From f67756ead8c11c9b62ace05708efb9c502eb7fe2 Mon Sep 17 00:00:00 2001
From: JiabinYang <marsyang199376@gmail.com>
Date: Fri, 16 Nov 2018 11:57:24 +0000
Subject: [PATCH] test=develop merge nce part with hsigmoid part

---
 fluid/PaddleRec/word2vec/network_conf.py | 78 ++++++++++++++++----
 fluid/PaddleRec/word2vec/preprocess.py   | 94 ++++++++++++++++++++++++
 fluid/PaddleRec/word2vec/reader.py       | 51 ++++++++++++-
 fluid/PaddleRec/word2vec/train.py        | 32 +++++++-
 4 files changed, 232 insertions(+), 23 deletions(-)
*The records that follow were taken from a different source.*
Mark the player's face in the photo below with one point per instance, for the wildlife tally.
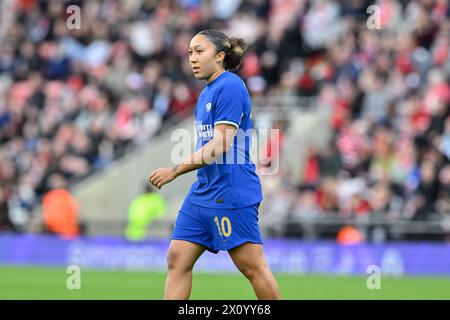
(204, 59)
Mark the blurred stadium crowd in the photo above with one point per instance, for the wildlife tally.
(72, 101)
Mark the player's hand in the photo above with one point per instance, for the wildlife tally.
(161, 176)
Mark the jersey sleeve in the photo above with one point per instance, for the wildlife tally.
(230, 105)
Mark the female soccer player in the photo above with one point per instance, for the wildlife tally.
(220, 211)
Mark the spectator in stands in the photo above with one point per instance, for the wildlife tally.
(144, 209)
(60, 209)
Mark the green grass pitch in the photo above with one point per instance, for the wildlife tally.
(50, 283)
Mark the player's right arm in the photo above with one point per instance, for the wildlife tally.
(221, 143)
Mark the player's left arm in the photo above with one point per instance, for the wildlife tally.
(220, 144)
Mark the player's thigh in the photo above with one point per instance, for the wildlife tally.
(248, 257)
(182, 254)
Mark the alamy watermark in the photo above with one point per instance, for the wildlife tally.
(73, 281)
(73, 20)
(374, 20)
(374, 280)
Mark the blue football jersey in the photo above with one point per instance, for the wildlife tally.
(231, 181)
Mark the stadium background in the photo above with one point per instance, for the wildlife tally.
(362, 177)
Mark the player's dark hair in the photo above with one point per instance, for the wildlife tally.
(234, 48)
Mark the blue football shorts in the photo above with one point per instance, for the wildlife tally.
(217, 229)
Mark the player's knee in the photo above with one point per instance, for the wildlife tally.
(176, 262)
(251, 269)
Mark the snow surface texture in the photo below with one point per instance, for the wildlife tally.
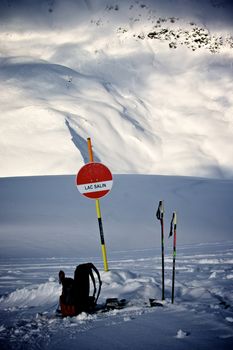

diff --git a/fluid/PaddleRec/word2vec/network_conf.py b/fluid/PaddleRec/word2vec/network_conf.py
index 373681fe..2d74207c 100644
--- a/fluid/PaddleRec/word2vec/network_conf.py
+++ b/fluid/PaddleRec/word2vec/network_conf.py
@@ -22,8 +22,15 @@ import numpy as np
 
 import paddle.fluid as fluid
 
-def skip_gram_word2vec(dict_size, word_frequencys, embedding_size):
-    def nce_layer(input, label, embedding_size, num_total_classes, num_neg_samples, sampler, custom_dist, sample_weight):
+
+def skip_gram_word2vec(dict_size,
+                       word_frequencys,
+                       embedding_size,
+                       max_code_length=None,
+                       with_hsigmoid=False,
+                       with_nce=True):
+    def nce_layer(input, label, embedding_size, num_total_classes,
+                  num_neg_samples, sampler, custom_dist, sample_weight):
         # convert word_frequencys to tensor
         nid_freq_arr = np.array(word_frequencys).astype('float32')
         nid_freq_var = fluid.layers.assign(input=nid_freq_arr)
@@ -31,33 +38,72 @@ def skip_gram_word2vec(dict_size, word_frequencys, embedding_size):
         w_param_name = "nce_w"
         b_param_name = "nce_b"
         w_param = fluid.default_main_program().global_block().create_parameter(
-            shape=[num_total_classes, embedding_size], dtype='float32', name=w_param_name)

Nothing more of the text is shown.